The "Attention Is All You Need" paper's original training used the WMT 2014 datasets (4.5M English-German sentence pairs; 36M English-French sentences) with byte-pair encoding vocabularies (~37K tokens for EN-DE, 32K word-pieces for EN-FR), trained using the Adam optimizer with a custom learning rate schedule: warmup for 4,000 steps, then decay proportional to the inverse square root of step count. Three regularization techniques were applied: residual dropout (rate 0.1 on the base model), label smoothing (ε = 0.1), and checkpoint averaging.
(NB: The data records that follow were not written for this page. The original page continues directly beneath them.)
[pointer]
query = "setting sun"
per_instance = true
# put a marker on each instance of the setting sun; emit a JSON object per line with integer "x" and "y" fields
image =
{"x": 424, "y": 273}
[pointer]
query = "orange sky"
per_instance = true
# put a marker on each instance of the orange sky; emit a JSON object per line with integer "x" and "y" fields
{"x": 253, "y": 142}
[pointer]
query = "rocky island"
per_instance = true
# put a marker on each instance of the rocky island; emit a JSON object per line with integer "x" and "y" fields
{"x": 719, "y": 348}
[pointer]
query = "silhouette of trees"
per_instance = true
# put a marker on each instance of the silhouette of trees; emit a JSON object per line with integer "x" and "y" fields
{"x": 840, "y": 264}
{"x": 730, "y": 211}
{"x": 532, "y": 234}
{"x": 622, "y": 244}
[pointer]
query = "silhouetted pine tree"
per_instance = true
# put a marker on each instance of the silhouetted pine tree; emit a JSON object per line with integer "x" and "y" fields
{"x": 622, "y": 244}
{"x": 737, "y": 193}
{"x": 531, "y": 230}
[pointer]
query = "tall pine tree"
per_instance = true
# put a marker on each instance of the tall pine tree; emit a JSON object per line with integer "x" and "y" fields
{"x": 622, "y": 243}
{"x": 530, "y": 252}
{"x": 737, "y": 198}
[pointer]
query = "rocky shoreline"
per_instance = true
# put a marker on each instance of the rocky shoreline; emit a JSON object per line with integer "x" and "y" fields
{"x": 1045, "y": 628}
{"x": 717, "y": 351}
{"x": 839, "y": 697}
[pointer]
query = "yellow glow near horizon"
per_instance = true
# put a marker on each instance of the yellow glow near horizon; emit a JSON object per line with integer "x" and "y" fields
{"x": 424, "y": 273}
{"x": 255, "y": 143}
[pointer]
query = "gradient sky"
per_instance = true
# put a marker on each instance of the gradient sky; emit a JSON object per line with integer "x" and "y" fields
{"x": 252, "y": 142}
A base model produced by pretraining alone does not behave like an assistant. Given a question, it may respond with more questions, because it is mimicking the statistical structure of web documents rather than executing a conversational role.

Stage 2: Finetuning (alignment)

To turn a base model into a helpful assistant, human annotators produce roughly 100,000 high-quality prompt–response pairs, and the model is trained on this curated dataset with the same next-token prediction objective. This process is far cheaper than pretraining — often a single day on a small GPU cluster. The model learns to shift from "document completion" behavior to responding as a cooperative, polite assistant. The result is what end users interact with: ChatGPT, Claude, Llama Chat, etc.

The rationale for fine-tuning rather than training from scratch for each new task is compelling on multiple grounds. The pretrained model already encodes a statistical understanding of language and world knowledge; fine-tuning leverages this rather than discarding it. The fine-tuning dataset can therefore be much smaller — the knowledge is "transferred," hence the term transfer learning. And time, compute, and financial costs are all dramatically lower. For the full treatment of fine-tuning techniques — including parameter-efficient methods like LoRA, adapters, and representation fine-tuning — see Fine-tuning and parameter-efficient adaptation.

Stage 3: RLHF (optional)

State-of-the-art models add a third stage: Reinforcement learning from human feedback (RLHF). Rather than writing ideal responses (which is hard and slow), annotators compare multiple model-generated answers and rank them. This comparison data trains a reward model, and the LLM is then optimized via reinforcement learning — typically proximal policy optimization (PPO) — to maximize reward model scores while staying close to the supervised fine-tuned model via a KL-divergence penalty. The analogy from narrow domains is instructive: DeepMind's AlphaGo first imitated expert human moves, then achieved superhuman performance through self-play RL where the reward was simply winning. The challenge for general LLMs is that open-ended language lacks an automatic, objective reward function — judging whether an essay is "good" requires human judgment, making robust automated reward in open domains an active research problem. Direct alignment alternatives such as DPO have emerged that bypass the reward model entirely; see Reinforcement learning from human feedback (RLHF) for the full treatment.

Scaling laws

LLM performance — measured as next-token prediction loss — follows a smooth power-law relationship with two variables: N (number of parameters) and D (amount of training data). No plateau has been observed: as compute, parameter counts, and dataset sizes grow, prediction error decreases steadily. Critically, better next-token prediction correlates empirically with better downstream performance on college exams, coding benchmarks, and professional certifications. This means that — absent algorithmic breakthroughs — companies can guarantee improved models simply by scaling hardware and data, a finding with profound commercial implications.

The reversal curse

Because pretraining processes tokens left-to-right, knowledge in the weights can be strikingly unidirectional. A model trained on "Tom Cruise's mother is Mary Lee Pfeiffer" will correctly answer "Who is Tom Cruise's mother?" but may fail "Who is Mary Lee Pfeiffer's son?" — the reverse lookup was never directly modeled. This illustrates that LLMs have not stored a relational database but learned statistical patterns over sequences, with all the asymmetries that entails.